There are several use cases where this is a sure-fire way of shooting yourself i...

michaelmior · on Sept 22, 2015

Whether a large number of files becomes sluggish really depends on your file system. In any case, a common technique is to break large numbers of files into subfolders which usually does reasonably well at solving this problem.

As for updating, flock[0] solves this issue on operating systems which support it.

[0] http://linux.die.net/man/2/flock

sqrt17 · on Sept 22, 2015

Usenet news and maildir are cases where current operating systems already have to cope with that kind of load, so it's definitely possible.

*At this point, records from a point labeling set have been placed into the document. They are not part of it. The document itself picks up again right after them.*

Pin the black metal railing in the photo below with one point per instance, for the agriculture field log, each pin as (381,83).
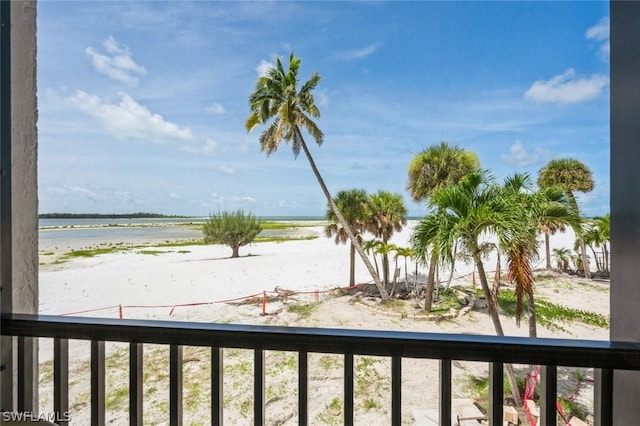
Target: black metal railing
(604,356)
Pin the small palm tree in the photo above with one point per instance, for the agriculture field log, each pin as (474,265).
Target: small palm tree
(437,167)
(465,213)
(276,97)
(572,176)
(529,210)
(563,258)
(387,215)
(371,247)
(406,253)
(353,204)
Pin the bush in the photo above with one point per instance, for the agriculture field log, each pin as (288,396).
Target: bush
(234,229)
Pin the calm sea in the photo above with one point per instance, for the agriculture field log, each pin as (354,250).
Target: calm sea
(81,233)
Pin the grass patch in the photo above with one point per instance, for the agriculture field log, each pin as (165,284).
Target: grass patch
(304,310)
(152,252)
(91,252)
(551,315)
(180,243)
(282,238)
(278,226)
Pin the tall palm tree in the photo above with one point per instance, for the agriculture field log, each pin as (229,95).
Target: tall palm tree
(371,246)
(529,210)
(465,213)
(387,215)
(276,96)
(353,204)
(550,228)
(406,253)
(603,224)
(598,233)
(571,175)
(436,167)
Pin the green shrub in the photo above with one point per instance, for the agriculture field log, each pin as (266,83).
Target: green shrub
(233,229)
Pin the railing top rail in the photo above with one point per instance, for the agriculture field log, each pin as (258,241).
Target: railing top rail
(508,349)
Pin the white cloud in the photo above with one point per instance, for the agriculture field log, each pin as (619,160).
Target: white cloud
(518,157)
(264,67)
(216,108)
(225,170)
(117,63)
(360,53)
(242,201)
(210,146)
(129,119)
(321,98)
(567,88)
(600,33)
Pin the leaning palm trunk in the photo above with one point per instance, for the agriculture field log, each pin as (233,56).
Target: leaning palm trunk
(453,265)
(352,266)
(493,313)
(547,249)
(533,328)
(585,258)
(383,292)
(431,279)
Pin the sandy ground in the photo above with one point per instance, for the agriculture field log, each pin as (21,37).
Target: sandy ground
(152,284)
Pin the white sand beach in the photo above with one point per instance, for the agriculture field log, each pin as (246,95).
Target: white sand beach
(153,283)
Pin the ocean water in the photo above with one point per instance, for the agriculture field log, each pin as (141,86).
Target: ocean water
(65,234)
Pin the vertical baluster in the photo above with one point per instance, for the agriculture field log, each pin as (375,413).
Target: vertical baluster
(136,391)
(348,389)
(496,392)
(445,392)
(217,395)
(396,390)
(27,377)
(548,394)
(303,388)
(97,383)
(175,385)
(603,397)
(258,386)
(61,378)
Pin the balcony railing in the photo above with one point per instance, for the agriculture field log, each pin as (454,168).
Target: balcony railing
(604,356)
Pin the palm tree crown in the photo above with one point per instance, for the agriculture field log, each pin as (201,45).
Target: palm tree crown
(276,95)
(439,166)
(569,174)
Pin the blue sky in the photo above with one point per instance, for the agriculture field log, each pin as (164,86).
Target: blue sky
(142,104)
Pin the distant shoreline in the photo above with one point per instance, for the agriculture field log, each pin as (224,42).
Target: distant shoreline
(108,216)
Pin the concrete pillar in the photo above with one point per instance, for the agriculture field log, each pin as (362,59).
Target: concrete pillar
(20,295)
(625,198)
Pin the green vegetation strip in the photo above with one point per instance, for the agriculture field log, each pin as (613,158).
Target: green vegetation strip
(550,315)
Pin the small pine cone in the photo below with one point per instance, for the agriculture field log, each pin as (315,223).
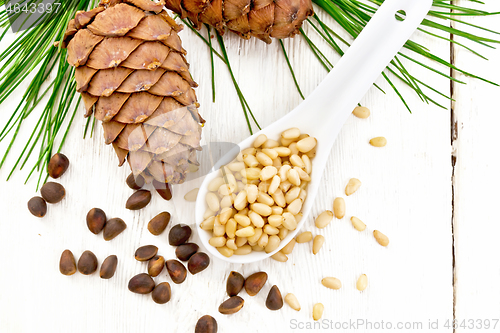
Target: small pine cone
(258,18)
(131,72)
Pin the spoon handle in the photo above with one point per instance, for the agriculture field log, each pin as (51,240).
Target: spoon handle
(327,108)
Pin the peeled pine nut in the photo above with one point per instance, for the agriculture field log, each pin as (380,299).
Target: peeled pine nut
(295,206)
(289,221)
(217,241)
(252,192)
(361,112)
(279,256)
(318,243)
(381,238)
(292,133)
(352,186)
(272,153)
(357,224)
(288,248)
(379,141)
(324,219)
(307,144)
(259,141)
(293,177)
(264,159)
(242,220)
(265,199)
(191,195)
(275,220)
(256,219)
(292,301)
(304,237)
(362,282)
(272,244)
(231,229)
(225,251)
(245,232)
(332,283)
(318,309)
(282,151)
(270,230)
(339,207)
(244,249)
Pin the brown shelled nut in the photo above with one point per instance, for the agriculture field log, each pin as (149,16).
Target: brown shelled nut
(146,252)
(138,200)
(113,228)
(108,267)
(53,192)
(235,282)
(231,305)
(135,182)
(255,282)
(176,270)
(67,263)
(96,219)
(161,293)
(141,284)
(87,264)
(37,206)
(58,165)
(159,223)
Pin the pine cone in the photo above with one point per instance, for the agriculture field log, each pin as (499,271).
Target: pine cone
(259,18)
(132,74)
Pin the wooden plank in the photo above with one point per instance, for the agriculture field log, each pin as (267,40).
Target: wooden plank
(406,193)
(476,179)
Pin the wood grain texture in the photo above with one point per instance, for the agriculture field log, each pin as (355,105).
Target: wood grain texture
(406,194)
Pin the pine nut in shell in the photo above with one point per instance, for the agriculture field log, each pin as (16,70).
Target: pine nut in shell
(292,301)
(381,238)
(352,186)
(324,219)
(361,112)
(318,309)
(339,207)
(362,282)
(332,283)
(304,237)
(357,224)
(318,242)
(379,141)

The question is, can this be useful without becoming a partial and bug-ridden reimplementation of a NoSQL database (just because we have NoSQL databases that fit the bill and carry less maintenance costs wrt a spit-and-glue solution).

_hyn3 · on Sept 22, 2015

ReiserFS (v3) is a great small filesystem that's fantastic at lots of small files (and also copes great with power outage events, like on my laptop for the last 15 years). I've had tons of issues with ext3/4 (running out of extents, slow performance on lots of small files), btrfs (running out of metadata space when I still have hundreds of GB left?!), xfs (great on everything except lots of tiny files or power loss). It even supported reliable shrinking and growing on LVM.

It's too bad no one is supporting it anymore, since the founder is in prison and the only other people who seem to be able to support it seem to be focused on a Reiser4 pipe dream instead of supporting great, reliable technology that had most of the bugs worked out a long time ago.

nodesocket · on Sept 22, 2015

> if you have many records (i.e. more than a couple hundred), the file system will have a lot of work to do and the whole thing becomes sluggish

On OS X, running the simple test which creates, reads, and deletes 1,000 documents is no problem. The big concern is reaching the maximum number of inodes or files in a single directory limit. This can be worked around by "sharding" into sub-directories based on the first character of the UUID.

amirouche · on Sept 22, 2015

wiredtiger is faster that LevelDB in my experience.

sqrt17 · on Sept 22, 2015

Interesting, hadn't heard of it. Thanks!